Advanced 3D Visualisation
Source: www.geomore.com/seismic
Horizontal drilling is another
technology that has drastically improved the success rates and economic
viability of shale drilling. Horizontal drilling allows the operator to drill a
well, and then manipulate the drill bit underground to make a 90-degree turn
and cover a much larger area. Multiple (up to 20 or more) horizontal wells can
be drilled from a single drill pad, lowering drilling costs, increasing
efficiency, and minimizing the impact to the environment. After the well is
drilled and lined with casing, a second technique called hydraulic fracturing
is used.
Then

Vertical Drilling[2]
Now

Horizontal Drilling
Hydraulic fracturing describes
the process in which a mixture of water, sand, and other chemicals is pumped
into a well at a very high pressure to break up shale rock. The highly
pressurized mixture lets a driller open all those tiny pockets.

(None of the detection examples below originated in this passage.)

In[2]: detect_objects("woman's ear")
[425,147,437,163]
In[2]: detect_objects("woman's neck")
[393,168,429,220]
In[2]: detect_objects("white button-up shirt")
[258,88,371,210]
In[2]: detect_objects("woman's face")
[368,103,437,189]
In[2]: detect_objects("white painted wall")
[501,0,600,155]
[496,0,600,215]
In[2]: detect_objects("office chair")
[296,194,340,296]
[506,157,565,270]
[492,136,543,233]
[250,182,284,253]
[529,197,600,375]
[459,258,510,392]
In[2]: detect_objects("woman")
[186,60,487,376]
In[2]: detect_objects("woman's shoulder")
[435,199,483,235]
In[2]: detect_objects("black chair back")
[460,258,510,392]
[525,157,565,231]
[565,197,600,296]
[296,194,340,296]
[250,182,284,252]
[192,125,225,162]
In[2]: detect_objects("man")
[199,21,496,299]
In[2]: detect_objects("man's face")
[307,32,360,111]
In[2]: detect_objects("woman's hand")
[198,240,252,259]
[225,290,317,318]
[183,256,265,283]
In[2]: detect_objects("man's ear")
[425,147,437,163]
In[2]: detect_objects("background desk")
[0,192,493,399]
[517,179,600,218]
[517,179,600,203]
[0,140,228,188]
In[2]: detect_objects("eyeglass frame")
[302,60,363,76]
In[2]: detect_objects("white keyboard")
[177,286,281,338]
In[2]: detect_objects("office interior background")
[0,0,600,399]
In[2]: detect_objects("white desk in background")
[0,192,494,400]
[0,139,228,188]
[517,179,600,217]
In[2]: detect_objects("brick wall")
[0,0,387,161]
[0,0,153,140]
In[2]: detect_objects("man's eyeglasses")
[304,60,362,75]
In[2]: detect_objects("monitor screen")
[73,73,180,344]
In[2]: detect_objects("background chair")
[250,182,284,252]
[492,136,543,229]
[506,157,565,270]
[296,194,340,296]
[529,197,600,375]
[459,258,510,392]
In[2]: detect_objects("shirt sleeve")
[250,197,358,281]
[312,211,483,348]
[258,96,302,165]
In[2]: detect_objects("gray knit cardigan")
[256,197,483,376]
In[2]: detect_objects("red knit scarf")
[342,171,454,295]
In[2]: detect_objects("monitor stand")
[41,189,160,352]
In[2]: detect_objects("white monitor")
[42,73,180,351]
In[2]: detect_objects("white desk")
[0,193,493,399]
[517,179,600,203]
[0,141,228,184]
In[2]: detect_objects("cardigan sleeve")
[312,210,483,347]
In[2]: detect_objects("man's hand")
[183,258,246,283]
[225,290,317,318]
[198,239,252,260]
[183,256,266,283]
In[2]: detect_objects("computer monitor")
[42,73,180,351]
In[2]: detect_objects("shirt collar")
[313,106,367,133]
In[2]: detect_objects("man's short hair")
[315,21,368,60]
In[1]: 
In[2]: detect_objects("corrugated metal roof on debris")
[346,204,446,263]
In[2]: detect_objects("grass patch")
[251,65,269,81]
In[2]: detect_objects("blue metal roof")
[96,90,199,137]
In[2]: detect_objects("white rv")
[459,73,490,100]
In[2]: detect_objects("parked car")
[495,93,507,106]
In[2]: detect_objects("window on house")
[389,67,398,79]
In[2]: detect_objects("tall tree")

The water is then
removed, and the remaining sand props open the rock, allowing hydrocarbons to
flow freely to the surface.

Hydraulic Fracking
In short, 3D seismic drilling
tells producers where to drill, horizontal drilling increases the amount of
area drilled, and hydraulic fracturing solves the issue of low permeability.
The
map below shows some of the major natural gas, crude oil, and NGL plays in the
United States.

Image Source:
EIA, Design: HANetf
The Alerian Midstream Energy Dividend UCITS ETF Dist
In July 2020, HANetf and Alerian launched the Alerian Midstream Energy Dividend UCITS ETF Dist (MMLP)which seeks to track the price and yield performance , before fees and expenses, of the Alerian Midstream Energy Dividend IndexTM (Total Return).
The fund offers diversified exposure to energy companies involved in the processing, transportation and storage of oil, natural gas and natural gas liquids in the US and Canadian market and includes MLPs and C-corps.
It is the first UCITS ETF to provide exposure to the energy infrastructure sector via an Alerian index. By employing a synthetic strategy, MMLP enables efficient replication of the index.
The index is fundamentally-weighted by dividends in a transparent, straightforward process. Each company’s total distribution is calculated as shares outstanding multiplied by its annualized dividend based on the most recent dividend.
Each constituent’s weight is then calculated by taking its total distribution and dividing by the sum of all in index constituent distributions. Finally, a 10% cap is applied to constituent weights.
Simply put, companies that pay out more cash flow per share are weighted higher relative to peers that distribute less. MMLP is rebalanced quarterly and reconstituted annually. Quarterly re-balances occur in January, April, July, and October, with only the weightings of constituents adjusted.
Excluding spin-offs, companies can only be added to Alerian Midstream Energy Dividend UCITS ETF during the annual reconstitution in October. However, constituents can be removed from the index between reconstitutions due to special situations such as mergers, acquisitions, or bankruptcies.